AN author intends to boost a charity for sick Africans by placing a £1,000 bet on the outcome of the Oxford v Cambridge boat race.

Janie Hampton, of Temple Road, Cowley, Oxford, plans to raise enough money to relaunch the oldest boat in Africa as a hospital ship.

Last week, her cause — The Chauncy Maples Malawi Trust — became a registered charity.

Mrs Hampton recently won a free £1,000 bet after being nominated in the William Hill Sports Book Awards for The Austerity Olympics, which explored the 1948 London Games.

She said she now intended to place the entire sum on the outcome of Sunday’s university rowing event.

Mrs Hampton said: “Hopefully Oxford (4/11 favourites) will win and then all the money will go into the fund.”

The Chauncy Maples is a 150-ton steamship built in 1898 by the British United Mission to Central Africa.

It is named after a former curate of St Mary and Magdalen and Bishop of Nyasaland who drowned in Lake Malawi, where the boat now sits, in 1895.

The ship was initially used as a missionary school, an emergency refuge from Arab slave traders and a hospital, but was commandeered as a troop carrier and naval gunboat during the First World War.

After the Universities Mission to Central Africa sold the boat to the Malawi government in 1953, she became a passenger and cargo vessel.

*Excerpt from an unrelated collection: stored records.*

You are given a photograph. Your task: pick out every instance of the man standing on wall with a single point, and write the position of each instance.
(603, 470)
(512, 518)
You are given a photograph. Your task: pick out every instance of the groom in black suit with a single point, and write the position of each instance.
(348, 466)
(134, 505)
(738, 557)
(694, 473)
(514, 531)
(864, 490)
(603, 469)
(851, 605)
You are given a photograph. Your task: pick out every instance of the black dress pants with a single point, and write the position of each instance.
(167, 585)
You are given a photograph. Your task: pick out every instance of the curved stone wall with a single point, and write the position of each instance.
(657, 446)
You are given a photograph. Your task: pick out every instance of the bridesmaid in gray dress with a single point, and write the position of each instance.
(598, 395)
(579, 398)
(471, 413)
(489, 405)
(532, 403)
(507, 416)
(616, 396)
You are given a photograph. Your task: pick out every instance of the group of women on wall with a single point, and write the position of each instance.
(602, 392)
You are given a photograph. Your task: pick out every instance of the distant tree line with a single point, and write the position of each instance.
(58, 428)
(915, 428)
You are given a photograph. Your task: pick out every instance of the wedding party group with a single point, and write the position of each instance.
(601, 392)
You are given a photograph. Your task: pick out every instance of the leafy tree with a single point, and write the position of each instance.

The boat is currently used as a bar and hasn’t sailed on Lake Malawi for a decade.

But Mrs Hampton plans to help raise £250,000 to equip it as a floating hospital clinic, which will serve the local population.

She said: “This is a very exciting and unique project. She’s the oldest ship in Africa and she’s beautiful.

“There are about two million people that have no access to healthcare because they live at the side of the lake and there are no roads.

“There is a huge amount of malaria, HIV and Aids and tuberculosis.

“The living conditions are very basic. They live in huts made from mud and straw and they might have a pit latrine and bathe in the lake.”

If all goes to plan, the boat will be up and running by next summer. The East African country’s government will then pay the ongoing costs of the Glasgow-built steamer.